Истерика, что ли, начинается, подумал Эдди. Может быть. Такое он уже видел.
Но нет. Паренек держался, хотя глаза у него опять были на мокром месте.
— Я, наверное, пойду, — сказал он.
— Никуда не пойдешь. Ночь. Дождь. Ложись спать. Я к тебе не прикоснусь, слово офицера, — зачем-то сказал Эдди.
— А я знаю, что не прикоснешься, — хмыкнул Бальдур, — Теперь-то ты головой думаешь…
Вот стервец. Эдди посмотрел на него почти с восхищением. Нет, такого парня у него еще не было. Как жаль, что все так хреново получилось…
Эдди поднялся и принес стопку чистого постельного белья.
— Пересядь, пожалуйста. Не будем же мы спать поверх покрывала…
Он быстро застелил постель.
— Ты где любишь спать? У стенки или с краю?
— Все равно, — откликнулся парень, — я, как говорят, за всю ночь могу ни разу с боку на бок не повернуться… Зато просыпаюсь, как будто меня холодной водой облили… Ох, черт… у меня от этого шнапса в глазах темно. Такое бывает?
— От него даже розовые чертенята, говорят, бывают.
— Согласен… на них. Никогда не видел розовых чертенят.
— Да ложись же. У тебя глаза закрываются, Бальдур, — Эдди сбросил форменную рубаху, взялся за ремень брюк.
— Ты что, намерен спеть мне колыбельную?..
— А ты намерен болтать всю ночь?
— А я болтливый. Только вряд ли тебе моя болтовня интересна…
Бальдур самым аккуратным образом повесил на стул брюки, пиджак, рубашку и галстук. Эдди залюбовался его высокой, стройной, ладной фигурой, уже расставшейся с подростковой несоразмерностью. Бальдур обернулся, словно почувствовал этот взгляд.

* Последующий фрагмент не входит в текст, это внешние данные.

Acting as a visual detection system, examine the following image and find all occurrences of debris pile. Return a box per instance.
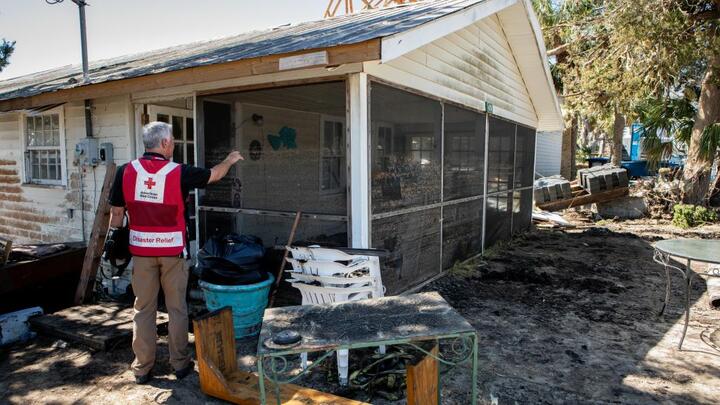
[578,164,629,194]
[533,176,572,204]
[630,175,682,219]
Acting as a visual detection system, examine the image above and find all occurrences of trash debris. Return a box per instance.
[0,307,43,346]
[533,211,575,228]
[578,164,630,194]
[533,176,572,204]
[630,173,682,219]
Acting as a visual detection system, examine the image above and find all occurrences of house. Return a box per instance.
[0,0,562,293]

— Просто смотрю на тебя, — вырвалось у Эдди, словно в оправдание, — Ложись…
В темноте Эдди постарался улечься так, чтоб даже не коснуться мальчика, благо ширина дивана это позволяла.
— Ну вот, спать расхотелось, — пробормотал Бальдур, — всегда плохо сплю в новом месте…
— Постарайся… тебе нужно поспать.
— С чего ты взял? Я мало сплю, мне хватает шести часов…
— Из тебя был бы хороший солдат.
— Еще будет, возможно… Эдди?
— Да?
— Ты бы хоть обнял меня.
— Что?..
— Почему нет. Мы ведь теперь…любовники, да?
— Бальдур… слушай… прости меня. Я ведь не хотел…
— Не хотел ты сильно, ничего не скажешь, — ехидно.
— Бальдур…
— Обними меня.
Эдди подчинился.
— Вот так лучше, — буркнул парнишка, удобно пристраивая голову ему на плечо, — Теплее. И вообще…
— Что вообще?
— Кажется, что все хорошо.
Эдди поцеловал его в лоб, в челку.
— Еще, — попросил Бальдур, — Приятно… и теперь уже все равно…
Почему бы и нет, подумал Эдди. Хоть сейчас — раз уж он не хочет спать — дать ему то, что он заслужил… безусловно заслужил.
Когда губы Эдди коснулись шеи Бальдура, мальчик запрокинул голову. Эдди пощекотал языком ямку меж острыми ключицами, откинул одеяло. В темноте в бледном мерцании фонарного света торс мальчика казался мраморным — если есть хоть одна мраморная статуя, изображающая распластанного, размякшего от мужских ласк подростка.